The observed fall in heifer stocks therefore is not accidental. It is a rational response to price signals.
This is the second key point: the herd increase is not self-sustaining. It is built on a short-term strategy: postpone culling, sell replacements, keep producing.
DAIRY OUTLOOK WORKSHOP 2026
Join us in Brussels. A joint workshop of Eucolait and IFCN on the outlooks for the dairy market.
Experience two intensive days on site full of expert insights, innovation, and networking opportunities.
Seats are limited — secure your spot today and be part of the conversation shaping the future of the dairy sector!
The third key point is what this means for 2026.
Once the delayed culling materializes (and it will) cow numbers are expected to decline again. This is the natural correction to the temporary retention effect. But the correction will not be limited to cow numbers alone. The reduced heifer inventory means fewer fresh cows entering the herd. The renewal rate has already been trending downward, and the latest data suggest that trend may accelerate.
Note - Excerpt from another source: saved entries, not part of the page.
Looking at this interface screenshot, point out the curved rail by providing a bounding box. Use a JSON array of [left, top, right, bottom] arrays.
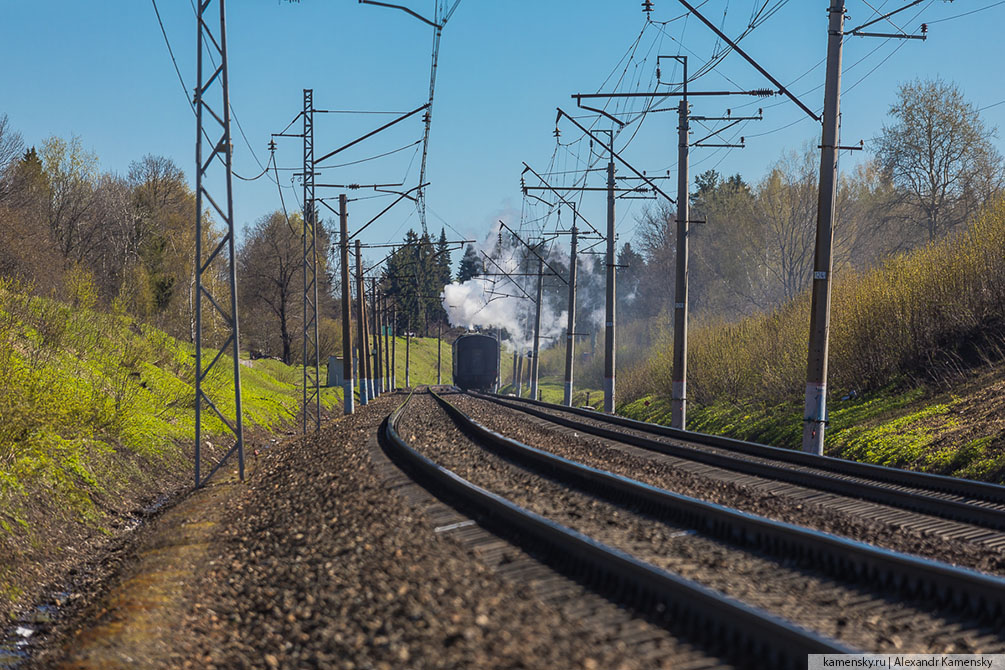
[[480, 392, 1005, 503], [380, 390, 855, 669], [473, 391, 1005, 532], [432, 390, 1005, 619]]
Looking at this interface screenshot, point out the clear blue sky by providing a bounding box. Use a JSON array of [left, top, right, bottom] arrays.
[[4, 1, 1004, 267]]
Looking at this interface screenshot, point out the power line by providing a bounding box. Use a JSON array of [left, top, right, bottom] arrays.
[[234, 162, 275, 182], [316, 109, 411, 115], [272, 149, 298, 236], [860, 0, 910, 35], [184, 0, 271, 181], [151, 0, 273, 183], [843, 34, 911, 95], [314, 139, 423, 170], [150, 0, 192, 114], [925, 0, 1005, 23]]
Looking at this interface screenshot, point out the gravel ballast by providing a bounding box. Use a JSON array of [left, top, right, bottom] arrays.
[[398, 391, 1005, 654], [451, 393, 1005, 574], [176, 391, 726, 669]]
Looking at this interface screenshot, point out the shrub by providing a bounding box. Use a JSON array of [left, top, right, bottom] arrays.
[[627, 197, 1005, 407]]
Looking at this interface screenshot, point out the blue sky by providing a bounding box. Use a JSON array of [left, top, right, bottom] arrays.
[[3, 1, 1004, 267]]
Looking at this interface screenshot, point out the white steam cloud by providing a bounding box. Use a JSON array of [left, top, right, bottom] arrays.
[[441, 220, 573, 353]]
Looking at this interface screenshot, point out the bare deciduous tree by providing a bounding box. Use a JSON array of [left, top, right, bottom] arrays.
[[0, 115, 25, 203], [753, 148, 818, 303], [876, 78, 1005, 241], [40, 136, 101, 261], [238, 212, 304, 363]]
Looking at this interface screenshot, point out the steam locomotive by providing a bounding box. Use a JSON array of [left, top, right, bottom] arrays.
[[452, 333, 499, 391]]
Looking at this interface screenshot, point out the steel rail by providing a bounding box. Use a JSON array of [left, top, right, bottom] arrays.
[[430, 390, 1005, 619], [475, 392, 1005, 531], [381, 391, 855, 668]]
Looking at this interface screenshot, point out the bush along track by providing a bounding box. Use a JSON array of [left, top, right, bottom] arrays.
[[618, 198, 1005, 483]]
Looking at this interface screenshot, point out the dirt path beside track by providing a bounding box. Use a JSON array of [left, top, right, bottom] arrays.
[[30, 391, 675, 669]]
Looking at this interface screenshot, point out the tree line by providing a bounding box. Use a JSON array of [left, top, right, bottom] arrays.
[[629, 78, 1004, 326], [0, 118, 204, 340], [0, 109, 470, 366], [1, 77, 999, 376]]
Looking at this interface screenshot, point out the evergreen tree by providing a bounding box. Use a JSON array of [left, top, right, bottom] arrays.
[[397, 230, 422, 333], [457, 244, 483, 282], [417, 231, 437, 335], [435, 228, 452, 286], [383, 229, 451, 336]]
In other words, the sector is trading short-term stability for medium-term constraint. The immediate increase in milk supply is likely to be followed by a tighter supply environment, driven by a weaker replacement pipeline.
This has broader implications for market dynamics. A temporary increase in cow numbers can create a short-term buffer in milk supply, but it does not change the structural trajectory. The long-term trend remains a sector adjusting to declining herd size and reduced replacement rates. The question is no longer whether the herd will decline but how quickly the adjustment will resume once the retention effect fades.
From a strategic perspective, the current situation highlights the importance of understanding the market’s “incentive architecture.” Dairy farmers are responding to price signals in a predictable way. The sector’s response is not a surprise; it is a rational adaptation to current economics.
Yet the market’s interpretation can be misleading. Rising cow numbers can be read as a sign of confidence, when they are actually a sign of delay. And delay can be a dangerous strategy if it leads to an even sharper adjustment later.
For the 2026 outlook, the key variable will be the timing of culling and the speed at which heifer inventories are rebuilt, if they are rebuilt at all. If milk prices remain weak and cattle prices remain strong, the retention effect could persist longer. If the price environment shifts, the correction could accelerate.
What is clear is that the data point from November 2025 is not the beginning of a new growth cycle. It is a snapshot of a market temporarily holding its breath.
And markets rarely hold their breath for long.